Trump's Global Tariffs Slam Apple: The Impact and Consequences Explained
President Trump has implemented new tariffs that impact every nation, significantly affecting Apple's global supply chain and operations. Here’s a detailed breakdown:
- China: 80% of Apple's production capacity is in China, including the assembly of 90% of all iPhones and 80% of iPads. With a 34% tariff on imports from China, Apple faces substantial additional costs.
- India: India assembles around 10-15% of iPhones, with plans to increase to 20%. The new 26% import tariff will add further pressure on production costs.
- Vietnam: Vietnam handles the assembly of 20% of iPads and 90% of Apple Watches.
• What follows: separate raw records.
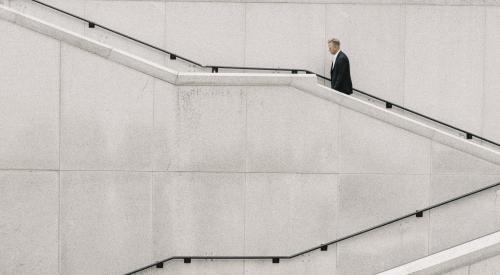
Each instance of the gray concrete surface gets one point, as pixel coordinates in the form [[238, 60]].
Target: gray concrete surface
[[140, 157]]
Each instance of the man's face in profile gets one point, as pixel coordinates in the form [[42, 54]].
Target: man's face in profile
[[333, 48]]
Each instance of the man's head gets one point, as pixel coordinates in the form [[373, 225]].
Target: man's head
[[334, 45]]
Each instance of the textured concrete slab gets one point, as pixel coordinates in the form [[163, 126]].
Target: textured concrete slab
[[29, 110], [447, 160], [491, 113], [444, 75], [106, 222], [210, 33], [361, 147], [294, 36], [468, 218], [129, 17], [76, 7], [477, 253], [319, 262], [289, 213], [382, 249], [202, 129], [289, 131], [369, 200], [488, 266], [107, 114], [29, 216], [198, 214]]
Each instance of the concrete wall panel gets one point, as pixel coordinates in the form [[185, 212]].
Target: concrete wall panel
[[294, 36], [288, 213], [206, 131], [372, 36], [107, 114], [129, 18], [491, 112], [318, 262], [446, 160], [444, 63], [291, 131], [198, 214], [210, 33], [381, 249], [468, 218], [29, 115], [29, 222], [460, 271], [488, 266], [369, 200], [368, 145], [106, 224], [165, 123], [59, 19]]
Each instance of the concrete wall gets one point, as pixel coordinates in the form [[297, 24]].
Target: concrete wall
[[106, 169], [487, 266], [436, 57]]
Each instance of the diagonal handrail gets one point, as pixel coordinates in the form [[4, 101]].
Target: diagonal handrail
[[322, 247], [215, 69]]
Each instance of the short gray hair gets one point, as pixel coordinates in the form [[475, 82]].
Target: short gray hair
[[334, 41]]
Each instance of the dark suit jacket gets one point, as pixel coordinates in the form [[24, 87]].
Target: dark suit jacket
[[341, 74]]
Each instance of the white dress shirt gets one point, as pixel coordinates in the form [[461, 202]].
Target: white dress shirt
[[334, 58]]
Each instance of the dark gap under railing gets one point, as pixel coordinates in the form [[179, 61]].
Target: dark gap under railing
[[215, 69], [321, 247]]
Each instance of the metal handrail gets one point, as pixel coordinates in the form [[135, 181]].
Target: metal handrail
[[322, 247], [215, 69]]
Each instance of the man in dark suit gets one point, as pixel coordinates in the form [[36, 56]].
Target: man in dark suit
[[339, 71]]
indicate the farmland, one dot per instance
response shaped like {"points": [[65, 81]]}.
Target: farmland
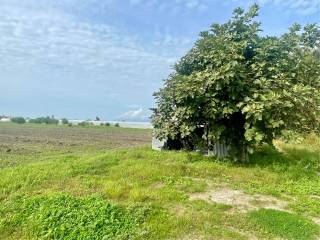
{"points": [[60, 182]]}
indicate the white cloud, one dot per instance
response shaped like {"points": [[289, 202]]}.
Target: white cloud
{"points": [[47, 39], [174, 6], [136, 115]]}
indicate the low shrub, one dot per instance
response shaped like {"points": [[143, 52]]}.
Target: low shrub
{"points": [[67, 217], [284, 224]]}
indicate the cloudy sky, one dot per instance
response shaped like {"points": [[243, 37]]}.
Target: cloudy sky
{"points": [[87, 58]]}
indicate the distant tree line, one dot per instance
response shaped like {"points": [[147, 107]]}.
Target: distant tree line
{"points": [[44, 120]]}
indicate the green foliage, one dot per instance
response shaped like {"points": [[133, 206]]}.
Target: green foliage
{"points": [[70, 218], [19, 120], [240, 88], [64, 121], [284, 224], [45, 120]]}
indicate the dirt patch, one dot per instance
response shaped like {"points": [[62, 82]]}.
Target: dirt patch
{"points": [[240, 200]]}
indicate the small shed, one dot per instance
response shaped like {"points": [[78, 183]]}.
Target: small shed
{"points": [[218, 150]]}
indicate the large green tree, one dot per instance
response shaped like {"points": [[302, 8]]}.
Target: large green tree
{"points": [[239, 87]]}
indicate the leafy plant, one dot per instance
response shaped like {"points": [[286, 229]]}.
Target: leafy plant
{"points": [[66, 217], [240, 88], [285, 225]]}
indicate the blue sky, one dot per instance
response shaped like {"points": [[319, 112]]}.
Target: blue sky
{"points": [[87, 58]]}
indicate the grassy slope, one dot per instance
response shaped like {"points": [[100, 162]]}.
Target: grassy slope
{"points": [[152, 189]]}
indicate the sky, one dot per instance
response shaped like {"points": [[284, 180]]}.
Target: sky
{"points": [[85, 58]]}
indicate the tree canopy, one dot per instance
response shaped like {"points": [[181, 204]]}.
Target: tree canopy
{"points": [[242, 88]]}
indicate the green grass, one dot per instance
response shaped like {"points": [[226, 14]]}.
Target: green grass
{"points": [[93, 177], [286, 225], [71, 218]]}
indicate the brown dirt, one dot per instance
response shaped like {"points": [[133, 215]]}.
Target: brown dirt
{"points": [[241, 201]]}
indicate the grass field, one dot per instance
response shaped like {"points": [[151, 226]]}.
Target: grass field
{"points": [[106, 183]]}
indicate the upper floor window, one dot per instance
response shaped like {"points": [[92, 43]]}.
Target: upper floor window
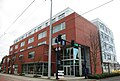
{"points": [[61, 16], [53, 20], [31, 54], [63, 37], [8, 59], [39, 28], [42, 35], [59, 27], [22, 44], [21, 50], [30, 40], [46, 24], [109, 57], [16, 46], [20, 56], [11, 49], [30, 47], [44, 42]]}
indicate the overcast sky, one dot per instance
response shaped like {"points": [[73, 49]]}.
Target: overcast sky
{"points": [[39, 11]]}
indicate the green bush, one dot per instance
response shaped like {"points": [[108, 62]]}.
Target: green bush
{"points": [[104, 75]]}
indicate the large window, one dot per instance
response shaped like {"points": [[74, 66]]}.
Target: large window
{"points": [[22, 44], [44, 42], [61, 16], [30, 47], [11, 49], [42, 35], [53, 40], [20, 56], [30, 40], [31, 54], [59, 27]]}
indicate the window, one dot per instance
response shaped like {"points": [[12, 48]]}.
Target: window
{"points": [[30, 47], [22, 44], [11, 48], [61, 16], [63, 37], [46, 24], [109, 57], [101, 26], [20, 56], [42, 35], [35, 30], [31, 54], [13, 59], [53, 20], [8, 59], [30, 40], [59, 27], [39, 28], [41, 43], [21, 50], [16, 46]]}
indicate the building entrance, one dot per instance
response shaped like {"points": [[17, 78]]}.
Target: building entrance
{"points": [[67, 70]]}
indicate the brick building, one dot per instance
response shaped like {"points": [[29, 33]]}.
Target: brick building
{"points": [[29, 53]]}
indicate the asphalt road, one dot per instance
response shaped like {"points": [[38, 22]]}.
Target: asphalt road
{"points": [[117, 78], [8, 77]]}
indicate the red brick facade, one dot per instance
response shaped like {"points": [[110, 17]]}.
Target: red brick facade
{"points": [[76, 28]]}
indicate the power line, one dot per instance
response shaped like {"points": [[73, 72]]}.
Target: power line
{"points": [[97, 7]]}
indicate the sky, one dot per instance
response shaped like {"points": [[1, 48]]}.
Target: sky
{"points": [[39, 11]]}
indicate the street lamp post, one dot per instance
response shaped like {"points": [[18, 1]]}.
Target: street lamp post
{"points": [[50, 43]]}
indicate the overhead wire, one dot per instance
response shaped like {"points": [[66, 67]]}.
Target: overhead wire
{"points": [[68, 20]]}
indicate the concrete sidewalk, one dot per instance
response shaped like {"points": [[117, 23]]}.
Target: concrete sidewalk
{"points": [[45, 78]]}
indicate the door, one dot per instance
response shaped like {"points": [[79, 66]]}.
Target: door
{"points": [[67, 70]]}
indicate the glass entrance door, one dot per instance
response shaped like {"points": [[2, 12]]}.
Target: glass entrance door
{"points": [[67, 70]]}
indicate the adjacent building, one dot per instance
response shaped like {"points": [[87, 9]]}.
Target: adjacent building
{"points": [[108, 52], [29, 53]]}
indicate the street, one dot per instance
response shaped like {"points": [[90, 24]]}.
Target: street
{"points": [[117, 78], [8, 77]]}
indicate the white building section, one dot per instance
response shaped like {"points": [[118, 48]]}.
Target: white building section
{"points": [[46, 23], [108, 52]]}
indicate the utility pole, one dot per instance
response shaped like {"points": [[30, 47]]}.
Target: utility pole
{"points": [[50, 43]]}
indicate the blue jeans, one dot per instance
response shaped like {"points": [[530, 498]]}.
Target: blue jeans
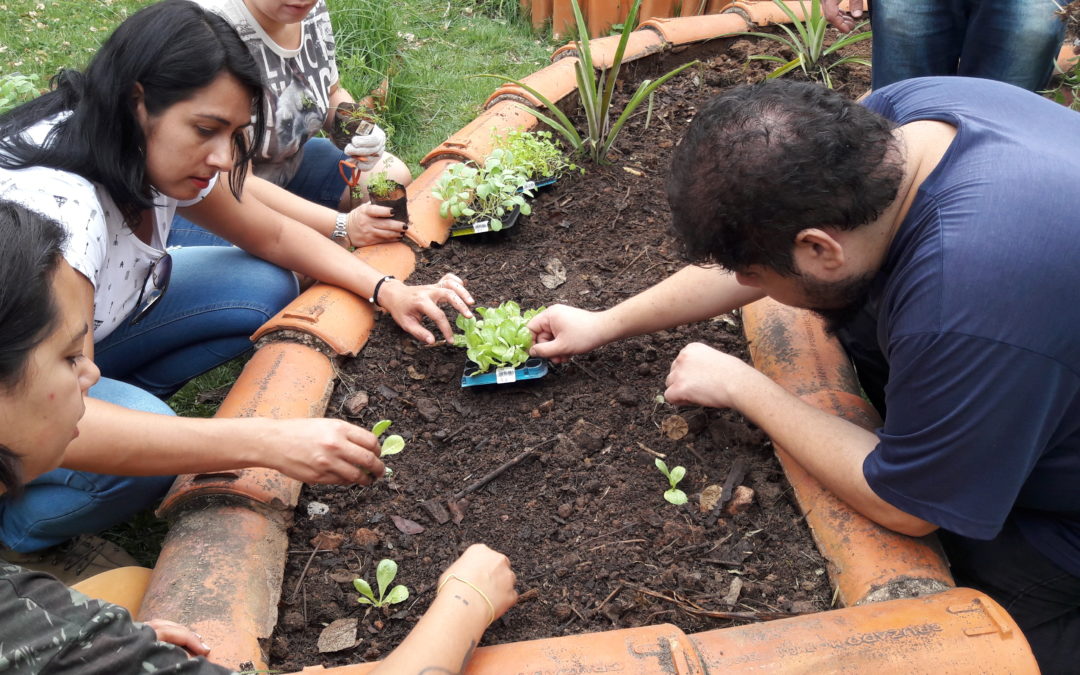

A 46% tariff on imports from Vietnam will significantly impact these products.
- Other Countries: Macs are produced in Thailand (36% tariff) and Malaysia (25% tariff). TSMC, based in Taiwan, supplies the majority of processors for Apple devices, now facing a 32% import tariff.
Impacts on Apple and Market Sentiment:
- Analysts estimate that every 10% increase in tariffs could reduce Apple's net income by about 3.5% in FY25 and FY26 EPS.
- To offset these costs, Apple may raise prices by about 6% for each 10% tariff increase.
- Market reactions have been negative, with Apple's stock falling nearly 7.5% in extended trading, the worst drop since September 2020.